Les formulations les plus répandues tournent autour de la serrure trois points sur les accès donnant sur l’extérieur, parfois complétées par une exigence de certification pour les logements jugés exposés ou pour les capitaux mobiliers élevés. La sanction d’un écart ne prend pas la forme d’une amende : elle prend celle d’une réduction, voire d’un refus d’indemnisation après un vol, au motif que la mesure de prévention convenue n’était pas en place.

Le réflexe utile ressemble à celui qui s’applique pour l’attestation d’entretien de chaudière gaz : conserver la preuve. Facture nominative, référence exacte du modèle posé, certificat A2P correspondant. Ces trois pièces rangées ensemble règlent en une minute une discussion qui traîne sinon des semaines après un sinistre.

Deux situations demandent une vérification supplémentaire. En location, le remplacement d’une serrure touche à un équipement du logement et se signale au bailleur avant travaux. En copropriété, une porte palière donnant sur une partie commune relève parfois du règlement, qui peut imposer un aspect ou un modèle précis.

Entrée d’un logement français vue de l’intérieur avec porte fermée et verrou supplémentaire

Décoder un argumentaire commercial avant d’acheter

Le vocabulaire de la sécurité n’est pas protégé. « Haute sécurité », « anti-effraction », « cinq points », « blindé » : aucune de ces mentions ne constitue une certification, et rien n’empêche un vendeur de les employer sur un produit jamais soumis au moindre essai. Seule la marque A2P, déposée et contrôlée, engage un organisme tiers.

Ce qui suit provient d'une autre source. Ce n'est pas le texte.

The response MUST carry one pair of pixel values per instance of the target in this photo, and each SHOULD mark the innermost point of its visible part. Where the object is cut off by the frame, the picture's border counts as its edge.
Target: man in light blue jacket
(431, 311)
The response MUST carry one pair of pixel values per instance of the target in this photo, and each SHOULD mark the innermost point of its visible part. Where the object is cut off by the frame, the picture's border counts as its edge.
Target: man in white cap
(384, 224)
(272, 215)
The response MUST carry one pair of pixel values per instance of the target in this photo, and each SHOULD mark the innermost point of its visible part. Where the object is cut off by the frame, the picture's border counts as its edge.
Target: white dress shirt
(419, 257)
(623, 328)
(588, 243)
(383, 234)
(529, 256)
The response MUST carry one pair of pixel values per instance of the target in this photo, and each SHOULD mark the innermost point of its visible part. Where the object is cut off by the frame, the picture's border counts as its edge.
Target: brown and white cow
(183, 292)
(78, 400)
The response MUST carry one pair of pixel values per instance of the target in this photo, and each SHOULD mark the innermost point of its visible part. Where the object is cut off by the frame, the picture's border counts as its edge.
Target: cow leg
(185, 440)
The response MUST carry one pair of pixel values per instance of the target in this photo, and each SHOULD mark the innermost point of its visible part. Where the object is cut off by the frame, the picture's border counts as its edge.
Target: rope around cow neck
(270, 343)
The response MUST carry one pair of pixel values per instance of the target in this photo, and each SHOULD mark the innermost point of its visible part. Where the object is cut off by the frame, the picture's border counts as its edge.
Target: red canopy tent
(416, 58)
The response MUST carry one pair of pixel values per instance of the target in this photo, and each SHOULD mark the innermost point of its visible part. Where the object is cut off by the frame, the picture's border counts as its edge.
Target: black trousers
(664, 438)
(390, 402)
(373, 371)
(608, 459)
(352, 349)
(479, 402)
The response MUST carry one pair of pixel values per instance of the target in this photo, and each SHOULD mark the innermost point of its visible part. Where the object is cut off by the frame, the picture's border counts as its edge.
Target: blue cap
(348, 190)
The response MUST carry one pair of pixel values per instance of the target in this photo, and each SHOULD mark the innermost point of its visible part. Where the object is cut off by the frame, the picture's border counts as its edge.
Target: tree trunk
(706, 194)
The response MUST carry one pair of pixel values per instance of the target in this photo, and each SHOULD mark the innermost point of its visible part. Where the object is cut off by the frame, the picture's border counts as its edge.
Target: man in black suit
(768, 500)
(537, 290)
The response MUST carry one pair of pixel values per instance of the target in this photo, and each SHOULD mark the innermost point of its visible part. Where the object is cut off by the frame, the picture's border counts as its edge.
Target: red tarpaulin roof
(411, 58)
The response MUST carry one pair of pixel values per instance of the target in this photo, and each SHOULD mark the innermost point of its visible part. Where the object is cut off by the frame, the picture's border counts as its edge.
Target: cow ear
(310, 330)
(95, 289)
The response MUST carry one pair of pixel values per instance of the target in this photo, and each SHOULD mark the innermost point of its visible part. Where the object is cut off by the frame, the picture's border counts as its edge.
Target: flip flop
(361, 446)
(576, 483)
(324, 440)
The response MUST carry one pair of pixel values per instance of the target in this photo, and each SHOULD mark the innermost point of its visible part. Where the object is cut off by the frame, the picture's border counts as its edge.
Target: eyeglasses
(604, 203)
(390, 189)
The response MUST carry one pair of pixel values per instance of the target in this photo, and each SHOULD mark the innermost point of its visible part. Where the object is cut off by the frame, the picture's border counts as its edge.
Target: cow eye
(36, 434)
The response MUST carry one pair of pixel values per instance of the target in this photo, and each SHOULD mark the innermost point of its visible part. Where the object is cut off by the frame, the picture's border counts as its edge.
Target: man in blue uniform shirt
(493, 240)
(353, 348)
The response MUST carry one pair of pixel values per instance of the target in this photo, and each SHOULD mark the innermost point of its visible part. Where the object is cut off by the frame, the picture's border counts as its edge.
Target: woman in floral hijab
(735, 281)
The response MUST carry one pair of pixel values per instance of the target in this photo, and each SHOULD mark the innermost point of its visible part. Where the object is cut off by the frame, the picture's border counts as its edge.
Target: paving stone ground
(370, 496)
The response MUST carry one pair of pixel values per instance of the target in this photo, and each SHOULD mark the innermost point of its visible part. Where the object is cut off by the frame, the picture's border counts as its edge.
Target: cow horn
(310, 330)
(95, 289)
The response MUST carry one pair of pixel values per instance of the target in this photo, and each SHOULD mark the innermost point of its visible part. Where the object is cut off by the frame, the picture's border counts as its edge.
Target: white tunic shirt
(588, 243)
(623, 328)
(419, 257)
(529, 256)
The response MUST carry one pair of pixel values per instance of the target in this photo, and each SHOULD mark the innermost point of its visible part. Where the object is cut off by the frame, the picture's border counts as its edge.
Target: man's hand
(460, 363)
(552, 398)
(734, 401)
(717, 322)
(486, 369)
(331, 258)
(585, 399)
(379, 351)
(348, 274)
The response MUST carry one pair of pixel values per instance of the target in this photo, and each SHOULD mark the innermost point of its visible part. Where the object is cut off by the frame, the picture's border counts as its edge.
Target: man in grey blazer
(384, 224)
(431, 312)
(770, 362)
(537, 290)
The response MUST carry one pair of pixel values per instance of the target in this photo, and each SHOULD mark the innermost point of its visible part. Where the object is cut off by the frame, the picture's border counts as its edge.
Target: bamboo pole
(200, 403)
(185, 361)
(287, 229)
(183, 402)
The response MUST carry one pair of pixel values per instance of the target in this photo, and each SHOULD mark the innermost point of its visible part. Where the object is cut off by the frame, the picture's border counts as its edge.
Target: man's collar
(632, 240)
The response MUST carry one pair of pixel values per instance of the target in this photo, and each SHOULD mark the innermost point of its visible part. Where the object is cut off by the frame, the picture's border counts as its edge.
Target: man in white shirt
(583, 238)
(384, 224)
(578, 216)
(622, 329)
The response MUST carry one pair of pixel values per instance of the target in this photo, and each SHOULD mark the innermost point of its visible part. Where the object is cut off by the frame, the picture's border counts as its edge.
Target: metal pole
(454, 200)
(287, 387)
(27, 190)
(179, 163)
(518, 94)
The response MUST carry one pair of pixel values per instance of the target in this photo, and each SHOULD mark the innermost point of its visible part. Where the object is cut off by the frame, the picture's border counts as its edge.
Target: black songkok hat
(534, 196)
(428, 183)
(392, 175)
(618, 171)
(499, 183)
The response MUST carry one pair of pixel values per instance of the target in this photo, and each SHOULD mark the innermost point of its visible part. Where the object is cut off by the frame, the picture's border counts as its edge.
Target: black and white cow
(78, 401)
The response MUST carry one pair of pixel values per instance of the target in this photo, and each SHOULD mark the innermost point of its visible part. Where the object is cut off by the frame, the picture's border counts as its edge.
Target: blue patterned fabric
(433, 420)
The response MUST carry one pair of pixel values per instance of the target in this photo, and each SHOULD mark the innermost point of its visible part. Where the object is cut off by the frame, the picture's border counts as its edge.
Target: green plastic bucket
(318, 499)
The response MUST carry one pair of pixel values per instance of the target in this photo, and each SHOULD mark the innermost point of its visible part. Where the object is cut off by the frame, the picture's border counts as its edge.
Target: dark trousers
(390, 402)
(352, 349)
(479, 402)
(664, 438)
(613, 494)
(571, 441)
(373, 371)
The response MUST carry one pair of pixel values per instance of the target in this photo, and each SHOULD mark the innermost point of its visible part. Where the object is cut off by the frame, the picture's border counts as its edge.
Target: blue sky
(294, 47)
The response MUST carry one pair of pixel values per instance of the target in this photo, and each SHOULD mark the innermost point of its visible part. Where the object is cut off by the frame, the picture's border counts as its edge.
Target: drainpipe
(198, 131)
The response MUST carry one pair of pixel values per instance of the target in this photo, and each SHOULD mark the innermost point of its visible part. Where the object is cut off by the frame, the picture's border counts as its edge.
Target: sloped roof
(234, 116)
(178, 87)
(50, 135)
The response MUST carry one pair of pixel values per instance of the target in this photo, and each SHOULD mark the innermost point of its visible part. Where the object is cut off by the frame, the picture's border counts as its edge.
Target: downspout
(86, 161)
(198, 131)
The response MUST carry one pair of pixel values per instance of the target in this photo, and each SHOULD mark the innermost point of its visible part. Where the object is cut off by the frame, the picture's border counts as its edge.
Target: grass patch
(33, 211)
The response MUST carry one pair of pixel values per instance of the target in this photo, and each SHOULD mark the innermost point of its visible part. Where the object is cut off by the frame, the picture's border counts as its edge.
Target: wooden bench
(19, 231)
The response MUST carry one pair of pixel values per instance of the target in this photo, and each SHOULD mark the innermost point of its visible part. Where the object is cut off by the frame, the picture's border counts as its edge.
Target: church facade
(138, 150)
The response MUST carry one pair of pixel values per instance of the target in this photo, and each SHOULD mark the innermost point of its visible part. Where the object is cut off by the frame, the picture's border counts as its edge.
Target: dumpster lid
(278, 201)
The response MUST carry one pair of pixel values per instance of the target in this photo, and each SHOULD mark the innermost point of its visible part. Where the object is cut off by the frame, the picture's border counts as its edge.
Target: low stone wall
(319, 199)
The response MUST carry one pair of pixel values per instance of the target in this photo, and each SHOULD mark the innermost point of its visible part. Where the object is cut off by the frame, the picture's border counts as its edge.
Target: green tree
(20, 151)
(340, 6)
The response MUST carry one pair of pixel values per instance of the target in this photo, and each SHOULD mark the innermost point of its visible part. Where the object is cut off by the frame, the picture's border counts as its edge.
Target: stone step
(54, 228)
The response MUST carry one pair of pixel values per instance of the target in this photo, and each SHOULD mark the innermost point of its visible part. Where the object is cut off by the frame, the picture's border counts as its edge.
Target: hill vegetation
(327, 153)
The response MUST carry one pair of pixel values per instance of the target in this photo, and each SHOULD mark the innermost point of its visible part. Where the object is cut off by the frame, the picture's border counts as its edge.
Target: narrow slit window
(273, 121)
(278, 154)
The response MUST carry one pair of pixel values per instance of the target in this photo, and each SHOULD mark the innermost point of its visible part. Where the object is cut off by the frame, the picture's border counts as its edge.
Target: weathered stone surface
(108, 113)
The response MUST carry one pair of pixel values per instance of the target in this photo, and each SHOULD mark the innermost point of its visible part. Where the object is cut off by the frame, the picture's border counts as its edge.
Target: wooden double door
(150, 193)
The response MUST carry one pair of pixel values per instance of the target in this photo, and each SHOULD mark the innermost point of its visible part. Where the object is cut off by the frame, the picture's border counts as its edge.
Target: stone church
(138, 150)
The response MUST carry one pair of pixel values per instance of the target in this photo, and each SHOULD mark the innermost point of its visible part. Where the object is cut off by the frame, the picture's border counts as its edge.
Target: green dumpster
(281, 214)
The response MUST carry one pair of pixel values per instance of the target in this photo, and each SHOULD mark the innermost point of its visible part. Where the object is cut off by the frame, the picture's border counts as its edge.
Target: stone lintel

Trois vérifications tranchent en quelques minutes :

  • Le marquage existe-t-il sur le produit lui-même, pêne central, clés et cylindre ?
  • Le certificat mentionne-t-il la référence exacte du modèle proposé, et non une gamme entière ?
  • Le niveau annoncé pour la serrure correspond-il à celui du cylindre livré avec ?

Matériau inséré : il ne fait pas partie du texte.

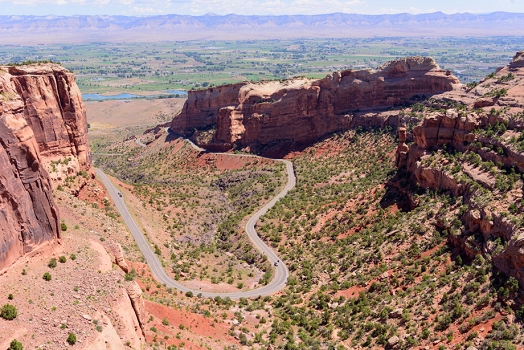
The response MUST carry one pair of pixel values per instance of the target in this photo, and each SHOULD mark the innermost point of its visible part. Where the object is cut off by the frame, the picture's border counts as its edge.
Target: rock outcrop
(28, 213)
(53, 109)
(135, 295)
(253, 115)
(42, 121)
(474, 150)
(117, 254)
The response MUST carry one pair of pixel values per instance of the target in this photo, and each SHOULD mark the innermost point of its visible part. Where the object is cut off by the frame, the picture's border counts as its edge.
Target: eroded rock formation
(28, 213)
(53, 109)
(251, 115)
(473, 150)
(135, 295)
(42, 120)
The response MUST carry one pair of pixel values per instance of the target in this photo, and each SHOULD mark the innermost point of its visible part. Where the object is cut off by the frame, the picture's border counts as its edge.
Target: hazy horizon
(250, 7)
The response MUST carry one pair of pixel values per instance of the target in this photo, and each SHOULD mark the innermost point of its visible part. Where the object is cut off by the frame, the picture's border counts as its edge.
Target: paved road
(139, 142)
(281, 273)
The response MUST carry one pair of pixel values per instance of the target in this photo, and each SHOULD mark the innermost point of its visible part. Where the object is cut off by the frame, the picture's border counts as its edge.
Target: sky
(251, 7)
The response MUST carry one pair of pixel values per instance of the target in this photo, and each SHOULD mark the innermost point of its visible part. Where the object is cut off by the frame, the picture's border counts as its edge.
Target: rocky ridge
(42, 126)
(471, 146)
(254, 116)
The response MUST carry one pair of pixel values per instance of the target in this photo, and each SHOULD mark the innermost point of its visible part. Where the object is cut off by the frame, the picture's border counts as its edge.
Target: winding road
(281, 271)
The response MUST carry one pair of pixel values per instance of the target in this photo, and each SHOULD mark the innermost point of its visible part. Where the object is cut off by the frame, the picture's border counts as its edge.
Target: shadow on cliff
(399, 191)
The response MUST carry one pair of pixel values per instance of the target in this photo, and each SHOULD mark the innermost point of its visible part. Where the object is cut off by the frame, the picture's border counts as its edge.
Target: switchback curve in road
(281, 271)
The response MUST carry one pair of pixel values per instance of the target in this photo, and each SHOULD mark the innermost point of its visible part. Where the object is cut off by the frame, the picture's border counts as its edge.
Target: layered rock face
(475, 150)
(42, 120)
(28, 213)
(53, 109)
(251, 115)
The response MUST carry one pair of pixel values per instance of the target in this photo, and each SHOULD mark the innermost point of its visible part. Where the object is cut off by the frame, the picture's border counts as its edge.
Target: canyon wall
(54, 110)
(42, 121)
(474, 149)
(301, 111)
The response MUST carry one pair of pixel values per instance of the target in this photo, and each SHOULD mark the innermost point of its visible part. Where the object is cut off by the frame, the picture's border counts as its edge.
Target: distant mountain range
(66, 29)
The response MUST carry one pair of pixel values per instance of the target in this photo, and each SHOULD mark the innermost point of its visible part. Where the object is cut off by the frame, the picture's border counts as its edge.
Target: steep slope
(42, 125)
(472, 147)
(53, 108)
(28, 214)
(301, 111)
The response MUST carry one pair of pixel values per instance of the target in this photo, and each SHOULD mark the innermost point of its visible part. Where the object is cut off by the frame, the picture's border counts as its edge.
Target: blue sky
(250, 7)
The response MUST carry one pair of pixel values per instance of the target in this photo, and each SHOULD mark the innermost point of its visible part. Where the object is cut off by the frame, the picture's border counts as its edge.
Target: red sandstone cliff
(42, 119)
(53, 109)
(469, 147)
(302, 110)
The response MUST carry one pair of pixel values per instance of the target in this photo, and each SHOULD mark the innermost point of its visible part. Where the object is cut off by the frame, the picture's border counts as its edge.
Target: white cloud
(272, 7)
(412, 10)
(69, 2)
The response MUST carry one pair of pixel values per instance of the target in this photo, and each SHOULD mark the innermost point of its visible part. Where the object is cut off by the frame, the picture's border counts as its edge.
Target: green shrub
(71, 339)
(16, 345)
(52, 263)
(8, 312)
(47, 276)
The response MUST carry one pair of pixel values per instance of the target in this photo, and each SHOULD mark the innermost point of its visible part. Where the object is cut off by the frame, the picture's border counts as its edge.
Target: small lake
(176, 92)
(98, 97)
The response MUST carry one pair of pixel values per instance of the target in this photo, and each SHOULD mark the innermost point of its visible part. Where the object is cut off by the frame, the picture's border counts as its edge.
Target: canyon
(257, 116)
(43, 122)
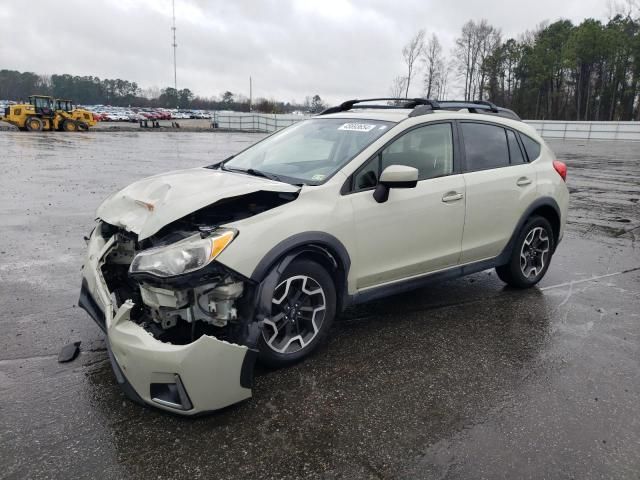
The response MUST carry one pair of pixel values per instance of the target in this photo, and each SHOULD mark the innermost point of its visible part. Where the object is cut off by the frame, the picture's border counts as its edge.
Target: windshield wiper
(254, 172)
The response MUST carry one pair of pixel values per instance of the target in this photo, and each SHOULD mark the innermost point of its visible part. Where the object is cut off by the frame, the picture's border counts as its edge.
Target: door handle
(452, 197)
(523, 181)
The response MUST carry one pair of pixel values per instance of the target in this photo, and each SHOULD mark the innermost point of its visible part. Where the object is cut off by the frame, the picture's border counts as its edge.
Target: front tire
(69, 126)
(302, 311)
(530, 256)
(34, 124)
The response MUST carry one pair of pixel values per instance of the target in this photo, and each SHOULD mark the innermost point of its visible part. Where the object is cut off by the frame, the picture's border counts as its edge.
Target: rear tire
(302, 311)
(34, 124)
(531, 254)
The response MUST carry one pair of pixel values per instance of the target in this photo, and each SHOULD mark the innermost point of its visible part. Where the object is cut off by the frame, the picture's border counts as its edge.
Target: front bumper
(202, 376)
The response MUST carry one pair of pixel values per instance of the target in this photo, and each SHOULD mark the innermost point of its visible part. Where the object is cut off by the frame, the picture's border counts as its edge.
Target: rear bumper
(206, 375)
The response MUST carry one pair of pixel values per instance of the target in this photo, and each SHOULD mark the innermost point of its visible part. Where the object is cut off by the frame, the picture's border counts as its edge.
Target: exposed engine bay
(212, 301)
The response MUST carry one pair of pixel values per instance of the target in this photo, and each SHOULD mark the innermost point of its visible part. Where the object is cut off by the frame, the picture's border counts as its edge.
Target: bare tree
(476, 42)
(398, 87)
(434, 63)
(411, 52)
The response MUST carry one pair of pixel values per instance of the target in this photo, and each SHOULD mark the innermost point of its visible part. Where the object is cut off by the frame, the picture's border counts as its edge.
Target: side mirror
(395, 176)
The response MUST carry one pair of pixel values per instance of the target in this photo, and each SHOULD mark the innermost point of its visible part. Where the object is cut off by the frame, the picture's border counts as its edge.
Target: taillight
(561, 168)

Un doute persiste après ces trois questions ? La liste des produits titulaires de la marque est publiée par le CNPP et consultable librement, référence par référence. Cinq minutes de recherche valent mieux qu’un argumentaire de comptoir, surtout sur un achat qui engage la couverture de votre contrat d’assurance en cas de vol.

Le niveau à viser dépend ensuite de l’exposition réelle du logement. Un appartement en étage, dans un immeuble à fort passage, tire déjà un bénéfice net d’un premier niveau certifié. Une maison isolée, un rez-de-chaussée sur rue ou une résidence secondaire inoccupée plusieurs mois justifient de monter d’un cran, parfois deux.

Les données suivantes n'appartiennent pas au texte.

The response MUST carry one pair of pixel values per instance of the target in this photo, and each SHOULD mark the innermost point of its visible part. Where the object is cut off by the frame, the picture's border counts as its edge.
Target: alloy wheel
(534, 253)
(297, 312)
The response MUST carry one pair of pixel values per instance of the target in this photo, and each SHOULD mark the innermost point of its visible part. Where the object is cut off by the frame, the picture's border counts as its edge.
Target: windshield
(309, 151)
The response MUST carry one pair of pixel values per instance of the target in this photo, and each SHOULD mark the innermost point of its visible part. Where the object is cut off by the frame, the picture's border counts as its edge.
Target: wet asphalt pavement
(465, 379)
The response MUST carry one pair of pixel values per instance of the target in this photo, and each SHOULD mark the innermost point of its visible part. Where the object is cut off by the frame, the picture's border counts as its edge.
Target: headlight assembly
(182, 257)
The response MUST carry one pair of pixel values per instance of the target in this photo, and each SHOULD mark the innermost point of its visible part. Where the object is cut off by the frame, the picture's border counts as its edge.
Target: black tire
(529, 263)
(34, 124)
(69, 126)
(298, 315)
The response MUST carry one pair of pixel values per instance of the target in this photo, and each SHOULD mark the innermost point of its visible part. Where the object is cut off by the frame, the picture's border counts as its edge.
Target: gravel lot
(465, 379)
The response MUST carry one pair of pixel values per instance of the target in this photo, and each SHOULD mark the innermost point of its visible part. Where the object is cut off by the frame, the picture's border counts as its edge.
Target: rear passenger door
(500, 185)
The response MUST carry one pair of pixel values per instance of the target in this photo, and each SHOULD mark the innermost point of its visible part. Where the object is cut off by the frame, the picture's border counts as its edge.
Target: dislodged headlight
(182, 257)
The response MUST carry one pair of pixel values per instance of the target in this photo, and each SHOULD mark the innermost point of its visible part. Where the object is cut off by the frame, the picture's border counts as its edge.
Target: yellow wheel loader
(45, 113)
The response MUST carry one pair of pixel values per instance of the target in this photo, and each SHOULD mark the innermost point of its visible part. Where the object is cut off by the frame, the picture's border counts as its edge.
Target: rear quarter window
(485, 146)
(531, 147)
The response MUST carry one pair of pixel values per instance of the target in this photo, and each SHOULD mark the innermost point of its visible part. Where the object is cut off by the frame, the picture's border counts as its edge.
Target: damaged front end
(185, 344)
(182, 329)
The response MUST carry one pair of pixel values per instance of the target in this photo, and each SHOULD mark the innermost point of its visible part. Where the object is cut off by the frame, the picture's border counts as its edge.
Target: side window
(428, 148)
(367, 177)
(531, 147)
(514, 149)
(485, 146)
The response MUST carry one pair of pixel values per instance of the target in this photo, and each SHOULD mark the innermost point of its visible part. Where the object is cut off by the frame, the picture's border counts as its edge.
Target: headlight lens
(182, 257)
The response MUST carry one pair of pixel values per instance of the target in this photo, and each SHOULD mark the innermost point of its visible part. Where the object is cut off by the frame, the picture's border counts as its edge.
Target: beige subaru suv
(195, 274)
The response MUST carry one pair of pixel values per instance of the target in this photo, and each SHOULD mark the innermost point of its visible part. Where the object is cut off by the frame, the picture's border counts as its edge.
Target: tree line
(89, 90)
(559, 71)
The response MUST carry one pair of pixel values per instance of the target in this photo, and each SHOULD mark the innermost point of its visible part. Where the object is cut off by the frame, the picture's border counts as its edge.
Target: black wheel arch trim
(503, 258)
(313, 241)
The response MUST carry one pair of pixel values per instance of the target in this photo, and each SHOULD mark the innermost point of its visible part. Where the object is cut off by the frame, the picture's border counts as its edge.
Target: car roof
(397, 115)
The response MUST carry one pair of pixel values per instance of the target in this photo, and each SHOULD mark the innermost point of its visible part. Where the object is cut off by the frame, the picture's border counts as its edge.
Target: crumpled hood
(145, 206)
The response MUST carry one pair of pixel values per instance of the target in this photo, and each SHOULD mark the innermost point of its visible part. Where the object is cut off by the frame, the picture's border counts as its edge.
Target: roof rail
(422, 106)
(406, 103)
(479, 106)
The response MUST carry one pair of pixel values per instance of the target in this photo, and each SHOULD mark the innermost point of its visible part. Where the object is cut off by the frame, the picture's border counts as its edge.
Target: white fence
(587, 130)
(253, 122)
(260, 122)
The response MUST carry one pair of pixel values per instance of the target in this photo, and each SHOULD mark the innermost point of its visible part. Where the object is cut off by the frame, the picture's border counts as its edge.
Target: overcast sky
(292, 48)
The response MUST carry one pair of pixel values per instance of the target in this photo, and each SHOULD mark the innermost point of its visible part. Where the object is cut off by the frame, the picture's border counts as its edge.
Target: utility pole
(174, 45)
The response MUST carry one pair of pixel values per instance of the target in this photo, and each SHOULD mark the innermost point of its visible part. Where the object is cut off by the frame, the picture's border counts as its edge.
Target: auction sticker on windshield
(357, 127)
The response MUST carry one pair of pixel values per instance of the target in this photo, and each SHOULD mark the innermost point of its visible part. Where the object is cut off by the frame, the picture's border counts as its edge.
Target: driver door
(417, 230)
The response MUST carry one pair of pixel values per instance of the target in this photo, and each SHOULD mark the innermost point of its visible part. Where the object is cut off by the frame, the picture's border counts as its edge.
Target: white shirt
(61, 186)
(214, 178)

Reste la pose, qui décide de tout. Remplacer un cylindre aux bonnes dimensions se fait avec un tournevis et un peu de méthode. Poser un bloc-porte certifié, reprendre un bâti fatigué ou sceller des gâches dans la maçonnerie sortent du domaine du bricolage : le référentiel vaut pour l’ensemble installé, et une fixation approximative annule le bénéfice payé. Les critères qui servent à choisir un artisan sans se faire arnaquer s’appliquent mot pour mot à un poseur de serrurerie, et la même vigilance vaut pour les autres postes du logement, comme les réglages qui permettent d’économiser l’eau à la maison.

Prochaine étape : sortez vos conditions particulières d’assurance et cherchez le paragraphe consacré aux mesures de prévention. Comparez ce qu’il exige avec ce qui est réellement monté sur votre porte, marquage à l’appui. L’écart entre les deux, s’il existe, chiffre exactement le risque que vous portez seul.